Let $A$ be a reduced, noetherian ring and let $M \subseteq \operatorname{Frac}(A)$ be a finitely generated $A$-module (for which then some regular $g \in A$ exists such that $gM \subseteq A$). Further, assume that $M_P \cong A_P$ for every minimal prime ideal $P$ of $A$.
Is it possible that $M$ contains no regular element of $A$?
I would like to see an example or an argument that this is not possible.
The assumption at the minimal primes implies that $M$ is not contained in one of the minimal primes. But is it still possible that $M$ is contained in the union of the minimal primes (which is the set of non-regular elements of $A$)?
Note I'm assuming your ring has identity in what follows, I haven't thought about what happens otherwise.
Let $\{\mathfrak{p}_\alpha\}$ be the set of minimal primes of $R$. Since $R$ is Noetherian, there are finitely many minimal primes.
Let $S$ be the complement of the union of the minimal primes. $S$ is a (saturated) multiplicative set and we can localize at it.

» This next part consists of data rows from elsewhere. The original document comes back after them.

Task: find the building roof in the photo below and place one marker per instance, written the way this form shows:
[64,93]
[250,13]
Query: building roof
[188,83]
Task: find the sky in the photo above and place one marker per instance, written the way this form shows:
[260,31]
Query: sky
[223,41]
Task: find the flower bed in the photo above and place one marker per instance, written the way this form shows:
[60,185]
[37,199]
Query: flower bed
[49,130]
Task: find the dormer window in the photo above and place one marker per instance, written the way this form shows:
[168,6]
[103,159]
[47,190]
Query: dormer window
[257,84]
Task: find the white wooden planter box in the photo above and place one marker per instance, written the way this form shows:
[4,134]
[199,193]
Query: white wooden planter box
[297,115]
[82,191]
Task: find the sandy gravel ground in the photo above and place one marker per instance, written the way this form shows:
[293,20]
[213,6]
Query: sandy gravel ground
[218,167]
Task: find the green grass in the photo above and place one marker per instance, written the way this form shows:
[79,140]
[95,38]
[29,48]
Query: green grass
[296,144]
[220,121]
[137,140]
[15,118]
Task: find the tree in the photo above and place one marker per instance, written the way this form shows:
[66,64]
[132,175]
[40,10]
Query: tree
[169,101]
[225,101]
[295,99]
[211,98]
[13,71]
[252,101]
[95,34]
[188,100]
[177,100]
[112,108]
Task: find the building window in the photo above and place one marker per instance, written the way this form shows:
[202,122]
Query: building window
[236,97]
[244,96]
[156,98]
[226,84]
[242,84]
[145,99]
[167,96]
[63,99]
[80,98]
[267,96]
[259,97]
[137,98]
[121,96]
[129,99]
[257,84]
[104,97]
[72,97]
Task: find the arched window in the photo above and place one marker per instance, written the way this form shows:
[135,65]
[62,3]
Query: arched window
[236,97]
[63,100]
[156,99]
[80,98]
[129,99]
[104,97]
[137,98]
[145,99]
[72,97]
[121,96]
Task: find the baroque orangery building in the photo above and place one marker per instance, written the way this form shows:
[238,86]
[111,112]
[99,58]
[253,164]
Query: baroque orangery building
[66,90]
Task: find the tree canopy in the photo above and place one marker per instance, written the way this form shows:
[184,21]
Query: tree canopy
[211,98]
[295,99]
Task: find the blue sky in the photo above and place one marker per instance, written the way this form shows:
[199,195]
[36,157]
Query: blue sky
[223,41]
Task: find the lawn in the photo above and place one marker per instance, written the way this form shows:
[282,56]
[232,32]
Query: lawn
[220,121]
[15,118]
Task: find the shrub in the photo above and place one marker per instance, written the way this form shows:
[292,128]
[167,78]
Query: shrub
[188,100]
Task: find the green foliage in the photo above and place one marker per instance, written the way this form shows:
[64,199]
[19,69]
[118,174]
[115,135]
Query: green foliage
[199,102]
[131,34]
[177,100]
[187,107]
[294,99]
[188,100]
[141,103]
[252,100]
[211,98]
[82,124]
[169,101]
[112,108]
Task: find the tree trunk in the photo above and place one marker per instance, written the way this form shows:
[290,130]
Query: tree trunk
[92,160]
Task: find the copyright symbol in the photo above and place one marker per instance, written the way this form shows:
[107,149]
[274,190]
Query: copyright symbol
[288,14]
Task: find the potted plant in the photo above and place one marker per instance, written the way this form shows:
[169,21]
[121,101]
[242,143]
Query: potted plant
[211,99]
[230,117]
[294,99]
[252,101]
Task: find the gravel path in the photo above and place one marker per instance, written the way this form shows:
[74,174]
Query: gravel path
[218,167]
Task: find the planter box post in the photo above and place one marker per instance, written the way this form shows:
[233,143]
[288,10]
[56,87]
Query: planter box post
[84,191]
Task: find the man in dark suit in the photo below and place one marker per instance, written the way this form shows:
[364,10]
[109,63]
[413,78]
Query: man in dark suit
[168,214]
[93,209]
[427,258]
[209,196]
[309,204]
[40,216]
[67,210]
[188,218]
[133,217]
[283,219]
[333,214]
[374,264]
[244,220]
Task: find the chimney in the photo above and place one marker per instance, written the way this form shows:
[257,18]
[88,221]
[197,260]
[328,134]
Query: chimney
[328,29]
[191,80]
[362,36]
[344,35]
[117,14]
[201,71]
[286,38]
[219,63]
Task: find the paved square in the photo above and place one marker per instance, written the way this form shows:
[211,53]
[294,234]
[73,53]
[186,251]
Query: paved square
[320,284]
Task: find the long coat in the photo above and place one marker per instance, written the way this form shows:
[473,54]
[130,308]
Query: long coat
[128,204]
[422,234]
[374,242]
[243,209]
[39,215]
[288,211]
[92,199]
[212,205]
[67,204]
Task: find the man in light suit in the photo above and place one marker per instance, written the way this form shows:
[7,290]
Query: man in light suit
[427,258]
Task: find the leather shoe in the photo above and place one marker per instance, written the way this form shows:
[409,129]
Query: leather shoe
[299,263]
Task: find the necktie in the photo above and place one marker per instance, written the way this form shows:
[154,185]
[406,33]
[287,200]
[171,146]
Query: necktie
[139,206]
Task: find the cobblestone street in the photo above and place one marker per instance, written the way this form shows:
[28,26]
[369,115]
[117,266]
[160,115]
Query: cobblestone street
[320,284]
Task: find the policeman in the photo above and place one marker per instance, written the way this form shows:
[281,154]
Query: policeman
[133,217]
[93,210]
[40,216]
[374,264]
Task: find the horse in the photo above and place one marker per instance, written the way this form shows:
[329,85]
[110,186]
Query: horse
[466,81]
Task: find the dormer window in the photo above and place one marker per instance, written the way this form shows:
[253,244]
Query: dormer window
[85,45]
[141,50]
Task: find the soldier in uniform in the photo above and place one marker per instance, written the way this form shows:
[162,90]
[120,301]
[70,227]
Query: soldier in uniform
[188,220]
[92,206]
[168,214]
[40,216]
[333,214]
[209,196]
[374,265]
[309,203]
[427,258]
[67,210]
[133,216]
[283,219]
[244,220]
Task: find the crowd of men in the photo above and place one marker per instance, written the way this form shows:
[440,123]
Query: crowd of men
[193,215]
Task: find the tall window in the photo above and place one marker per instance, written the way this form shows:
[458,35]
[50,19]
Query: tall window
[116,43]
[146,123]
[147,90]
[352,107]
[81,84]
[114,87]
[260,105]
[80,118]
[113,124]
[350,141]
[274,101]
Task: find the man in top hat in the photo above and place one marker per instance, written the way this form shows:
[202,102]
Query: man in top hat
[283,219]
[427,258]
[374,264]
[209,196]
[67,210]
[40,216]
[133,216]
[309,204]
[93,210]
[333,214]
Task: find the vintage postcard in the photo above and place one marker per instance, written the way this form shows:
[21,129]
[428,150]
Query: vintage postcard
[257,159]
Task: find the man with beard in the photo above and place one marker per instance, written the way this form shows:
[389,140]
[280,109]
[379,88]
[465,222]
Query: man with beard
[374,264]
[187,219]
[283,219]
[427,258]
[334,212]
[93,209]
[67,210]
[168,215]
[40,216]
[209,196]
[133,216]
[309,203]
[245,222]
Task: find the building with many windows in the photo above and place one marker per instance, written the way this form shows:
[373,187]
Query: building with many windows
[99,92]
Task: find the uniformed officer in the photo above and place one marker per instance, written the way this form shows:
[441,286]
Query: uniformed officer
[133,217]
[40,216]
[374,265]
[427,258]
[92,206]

Moreover when $R$ is reduced, $S$ is precisely the set of regular elements of $R$.
Consider that when $A$ has finitely many minimal primes, we have
Lemma: $A_S \cong \prod_{i=1}^n A_{\mathfrak{p}_i}$ canonically.
See this MSE question for discussion.
We are assuming that $M$ is fractional with $gM \subset A$, so the above isomorphism and our assumptions about $M_{\mathfrak{p}_i} \cong A_{\mathfrak{p}_i}$
induce a nice pair of isomorphisms
$$gFrac(A) \cong \prod_{i = 1}^{n} (gA)_{\mathfrak{p}_i} \cong \prod_{i = 1}^{n}(gM)_{\mathfrak{p}_i}$$
Look at numerators in the image of any regular element of $gFrac(A)$ in $\prod_{i = 1}^{n}(gM)_{\mathfrak{p}_i}$ (which is regular).